Récemment, je suis tombé sur des arguments d'athées qui affirment que l'univers n'est pas finement ajusté pour la vie, mais que la vie est finement ajustée sur l'univers et ils décrivent cela avec l'analogie de la "flaque" (que vous connaissez sûrement). J'ai cherché sur votre site web quelque chose qui réponde à cet argument, mais j'ai sans doute fait un "mauvais travail". Pourriez-vous me donner votre contre-argument ou m'indiquer un endroit sur votre site web où vous parlez de ce sujet ; car cet argument me tracasse et je ne sais pas comment le résoudre. Merci beaucoup pour votre travail et votre temps.

Simon

États-Unis

Dr. Craig

Dr. craig’s response


A

Comme indiqué, l'objection comporte un certain nombre de confusions. Premièrement, en affirmant que «l'univers n'est pas finement ajusté pour la vie», l'objecteur semble mal comprendre le terme «ajustement fin». Il s'agit d'un terme technique désignant les constantes et les quantités fondamentales de la nature qui se situent dans une fourchette très étroite permettant la vie. Mais l'objecteur semble considérer le terme comme signifiant «conçu». Il veut faire valoir que tout comme le trou dans lequel existe une flaque n'est pas conçu pour la flaque, l'univers n'est pas conçu pour nous et n'est donc pas ajusté avec précision. C'est tout simplement faux. Le terme «ajustement fin» est un terme neutre qui ne dit rien pour expliquer l'ajustement fin observé. Sinon, les tentatives d'expliquer l'ajustement fin de l'univers par le hasard ou la nécessité seraient contradictoires. Le fait que l'univers soit réglé avec précision pour les agents incarnés et conscients est un fait bien établi en physique et très peu contestable. La question est de savoir comment expliquer au mieux cet ajustement fin: nécessité, hasard ou conception?

L'affirmation qui prétend en outre que « la vie est finement ajustée sur l'univers» est inintelligible pour moi. L'objecteur ne peut pas dire «conçu», de peur de renverser son objection. Mais alors, est-il en train de dire que pour que l'univers existe, les paramètres de la vie doivent se situer dans une fourchette étroite autorisée par l'univers ?  Cela n'a aucun sens. Je crains que l'affirmation de l'objecteur n'est qu'un slogan tape-à-l'œil mais dénué de sens.

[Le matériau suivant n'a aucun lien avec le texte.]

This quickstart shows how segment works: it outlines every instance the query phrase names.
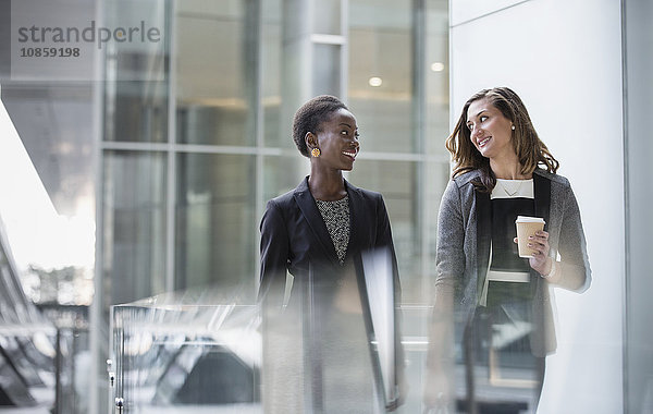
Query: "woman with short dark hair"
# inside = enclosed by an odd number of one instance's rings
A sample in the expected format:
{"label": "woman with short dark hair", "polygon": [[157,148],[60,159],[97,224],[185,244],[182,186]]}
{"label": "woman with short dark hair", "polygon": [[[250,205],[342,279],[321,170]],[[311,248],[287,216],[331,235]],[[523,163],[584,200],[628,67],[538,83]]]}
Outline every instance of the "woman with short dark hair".
{"label": "woman with short dark hair", "polygon": [[[387,308],[396,309],[401,296],[385,204],[381,194],[343,178],[343,171],[353,169],[360,143],[356,118],[340,99],[318,96],[299,108],[293,139],[310,158],[310,175],[269,200],[261,221],[266,412],[306,412],[308,406],[315,412],[373,413],[383,389],[374,389],[378,360],[370,357],[371,297],[366,287],[373,275],[364,273],[364,255],[377,252],[386,259],[389,297],[394,293]],[[293,276],[289,299],[286,271]],[[390,374],[398,386],[398,332],[394,342],[397,367]],[[385,395],[389,409],[401,397]]]}

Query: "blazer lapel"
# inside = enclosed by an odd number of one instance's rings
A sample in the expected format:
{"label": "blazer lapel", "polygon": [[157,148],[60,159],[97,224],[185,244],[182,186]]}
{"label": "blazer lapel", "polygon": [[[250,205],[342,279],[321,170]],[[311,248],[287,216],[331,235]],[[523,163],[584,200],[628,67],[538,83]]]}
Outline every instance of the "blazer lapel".
{"label": "blazer lapel", "polygon": [[365,202],[358,188],[345,180],[345,190],[349,196],[349,243],[347,244],[347,254],[345,256],[347,258],[350,252],[360,251],[360,226],[367,223],[367,221],[365,220],[366,215],[364,211]]}
{"label": "blazer lapel", "polygon": [[[492,211],[490,194],[475,191],[477,212],[477,300],[480,300],[490,263],[490,245],[492,243]],[[478,302],[477,302],[478,303]]]}
{"label": "blazer lapel", "polygon": [[324,224],[322,215],[318,210],[316,199],[308,190],[308,176],[295,188],[294,197],[319,246],[322,248],[322,253],[334,266],[340,266],[335,247],[331,241],[331,235],[329,235],[329,230],[326,230],[326,224]]}
{"label": "blazer lapel", "polygon": [[533,193],[535,195],[535,217],[544,219],[544,230],[549,229],[549,212],[551,209],[551,181],[533,173]]}

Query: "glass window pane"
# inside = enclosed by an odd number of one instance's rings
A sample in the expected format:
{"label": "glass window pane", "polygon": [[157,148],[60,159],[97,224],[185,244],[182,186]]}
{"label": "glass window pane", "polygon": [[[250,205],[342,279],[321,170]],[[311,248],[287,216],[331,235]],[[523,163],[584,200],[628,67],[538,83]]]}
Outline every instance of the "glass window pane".
{"label": "glass window pane", "polygon": [[176,287],[211,283],[254,297],[255,156],[178,155]]}
{"label": "glass window pane", "polygon": [[254,145],[258,29],[244,2],[193,4],[180,2],[176,15],[177,141]]}
{"label": "glass window pane", "polygon": [[[107,47],[104,141],[168,141],[168,88],[170,41],[164,0],[104,4],[108,27],[158,29],[159,41],[118,41]],[[137,34],[138,32],[136,32]]]}
{"label": "glass window pane", "polygon": [[341,94],[341,45],[313,46],[313,95]]}
{"label": "glass window pane", "polygon": [[421,244],[417,197],[419,163],[409,161],[356,161],[352,184],[381,193],[392,223],[392,235],[402,278],[404,303],[421,301]]}
{"label": "glass window pane", "polygon": [[412,153],[411,2],[350,3],[348,98],[364,142],[374,137],[365,149]]}
{"label": "glass window pane", "polygon": [[342,0],[320,0],[312,3],[313,31],[322,35],[340,35]]}
{"label": "glass window pane", "polygon": [[[426,136],[427,154],[448,159],[444,141],[449,134],[448,110],[448,3],[431,0],[427,4],[426,41]],[[457,113],[456,113],[457,115]]]}
{"label": "glass window pane", "polygon": [[165,158],[106,151],[104,277],[110,304],[165,290]]}
{"label": "glass window pane", "polygon": [[[310,163],[299,150],[295,156],[264,157],[263,198],[269,200],[295,188],[310,173]],[[259,218],[260,220],[260,218]]]}
{"label": "glass window pane", "polygon": [[263,139],[267,146],[289,147],[294,146],[289,138],[291,120],[281,118],[281,1],[268,0],[261,4],[263,8],[262,50],[264,70],[261,72],[261,99],[263,111]]}

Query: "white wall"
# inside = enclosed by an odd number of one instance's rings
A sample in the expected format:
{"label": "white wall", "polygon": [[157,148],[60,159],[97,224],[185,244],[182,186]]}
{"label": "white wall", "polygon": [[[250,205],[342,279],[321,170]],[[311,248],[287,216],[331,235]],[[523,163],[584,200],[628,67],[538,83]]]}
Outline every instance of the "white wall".
{"label": "white wall", "polygon": [[580,205],[593,283],[556,290],[558,350],[540,413],[623,411],[624,148],[618,0],[449,1],[452,122],[509,86]]}

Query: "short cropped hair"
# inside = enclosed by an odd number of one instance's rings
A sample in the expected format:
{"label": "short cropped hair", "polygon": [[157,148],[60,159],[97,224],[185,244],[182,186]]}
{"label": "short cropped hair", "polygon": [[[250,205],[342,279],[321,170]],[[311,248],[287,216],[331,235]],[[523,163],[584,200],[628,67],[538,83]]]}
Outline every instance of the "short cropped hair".
{"label": "short cropped hair", "polygon": [[303,156],[310,157],[308,147],[306,146],[306,134],[309,132],[313,134],[321,132],[322,123],[329,121],[333,112],[340,109],[349,110],[335,96],[320,95],[304,104],[295,112],[295,118],[293,119],[293,139]]}

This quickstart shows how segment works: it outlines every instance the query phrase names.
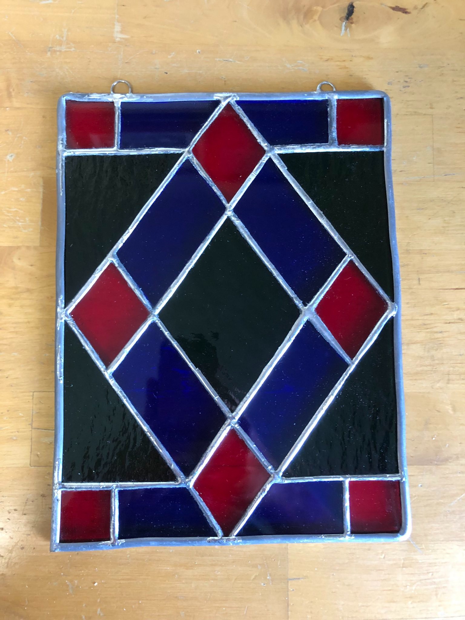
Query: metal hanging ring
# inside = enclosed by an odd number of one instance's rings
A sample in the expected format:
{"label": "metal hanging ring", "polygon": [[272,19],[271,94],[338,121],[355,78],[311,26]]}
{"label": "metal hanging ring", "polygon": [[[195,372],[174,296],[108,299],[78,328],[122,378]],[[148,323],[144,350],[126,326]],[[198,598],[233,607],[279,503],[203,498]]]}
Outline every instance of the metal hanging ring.
{"label": "metal hanging ring", "polygon": [[323,92],[323,89],[322,88],[322,86],[323,86],[325,84],[327,84],[328,85],[328,86],[330,86],[331,87],[331,88],[333,90],[333,92],[336,90],[336,87],[334,86],[334,84],[331,84],[330,82],[327,82],[326,81],[325,81],[324,82],[320,82],[320,83],[316,87],[316,92]]}
{"label": "metal hanging ring", "polygon": [[131,84],[130,84],[130,82],[128,82],[128,81],[127,81],[127,80],[125,80],[125,79],[117,79],[117,80],[116,81],[116,82],[113,82],[113,84],[112,84],[112,87],[111,87],[111,88],[110,89],[110,92],[111,92],[111,94],[112,94],[112,95],[114,95],[114,94],[118,94],[118,93],[115,93],[115,86],[116,86],[116,85],[117,85],[117,84],[126,84],[126,86],[128,87],[128,88],[129,89],[129,92],[128,92],[128,95],[131,95],[131,94],[132,94],[132,92],[133,92],[133,87],[132,87],[132,86],[131,86]]}

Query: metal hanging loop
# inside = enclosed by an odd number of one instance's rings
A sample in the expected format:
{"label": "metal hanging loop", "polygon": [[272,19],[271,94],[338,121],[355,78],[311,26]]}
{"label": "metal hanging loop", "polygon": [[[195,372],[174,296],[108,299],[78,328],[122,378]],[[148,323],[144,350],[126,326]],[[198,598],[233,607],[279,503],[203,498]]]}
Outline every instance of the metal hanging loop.
{"label": "metal hanging loop", "polygon": [[320,82],[320,83],[319,83],[319,84],[318,84],[318,86],[317,86],[317,87],[316,87],[316,92],[323,92],[324,91],[323,91],[323,89],[322,89],[322,86],[324,86],[324,84],[327,84],[327,85],[328,85],[328,86],[330,86],[330,87],[331,87],[331,88],[332,88],[332,90],[333,90],[333,92],[334,92],[334,91],[335,91],[336,90],[336,87],[335,87],[335,86],[334,86],[334,84],[331,84],[331,82],[327,82],[327,81],[326,81],[325,80],[325,81],[324,81],[324,82]]}
{"label": "metal hanging loop", "polygon": [[117,84],[125,84],[126,86],[128,87],[128,88],[129,89],[129,92],[128,92],[128,95],[132,94],[133,87],[131,86],[130,82],[128,82],[128,81],[125,80],[125,79],[117,79],[116,81],[116,82],[113,82],[113,84],[112,84],[112,87],[110,89],[110,92],[111,92],[111,94],[112,95],[118,94],[118,93],[115,93],[115,87],[117,86]]}

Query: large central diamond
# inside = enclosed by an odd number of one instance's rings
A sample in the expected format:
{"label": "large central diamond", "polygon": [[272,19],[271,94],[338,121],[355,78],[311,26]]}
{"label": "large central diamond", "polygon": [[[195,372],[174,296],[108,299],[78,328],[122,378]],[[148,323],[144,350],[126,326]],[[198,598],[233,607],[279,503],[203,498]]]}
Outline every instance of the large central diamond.
{"label": "large central diamond", "polygon": [[226,219],[159,316],[233,411],[299,310]]}

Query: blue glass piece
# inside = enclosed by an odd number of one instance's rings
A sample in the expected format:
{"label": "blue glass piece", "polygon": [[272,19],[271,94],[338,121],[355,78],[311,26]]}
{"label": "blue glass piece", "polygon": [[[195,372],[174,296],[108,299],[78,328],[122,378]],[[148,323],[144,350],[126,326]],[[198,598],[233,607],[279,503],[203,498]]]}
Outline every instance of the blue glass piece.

Si vous n'avez rien trouvé concernant l'analogie de la flaque, ce n'est pas à cause d'"un 'mauvais travail' de recherche", mais parce que vous n'avez pas reconnu cette vieille objection dans cette nouvelle mascarade sophistiquée. L'analogie de la flaque est simplement notre vieil ami le Principe Anthropique. On fait appel à un effet d'auto-sélection afin d'éliminer la surprise face à ce que l'on observe, si improbable soit-il. La flaque anthropomorphique ne peut être surprise de sa propre existence que si le trou existe. Il ne faut donc pas être surpris de la qualité du trou et de son ajustement. Si le trou n'était pas là, la flaque n'existerait pas pour en être surprise.

L'analogie présente de multiples lacunes. Par exemple, l'analogie suggère que nous essayons d'expliquer pourquoi cet  univers (cette flaque d'eau) existe.[1] Mais ce n'est pas le cas.  Nous essayons d'expliquer pourquoi un univers permettant la vie existe. L'analogie reviendrait à se demander pourquoi les flaques existent. Les flaques peuvent avoir n'importe quelle forme ou taille, de sorte qu'il n'y ait pas d'ajustement fin nécessaire pour expliquer les flaques. L'analogie s'écroule.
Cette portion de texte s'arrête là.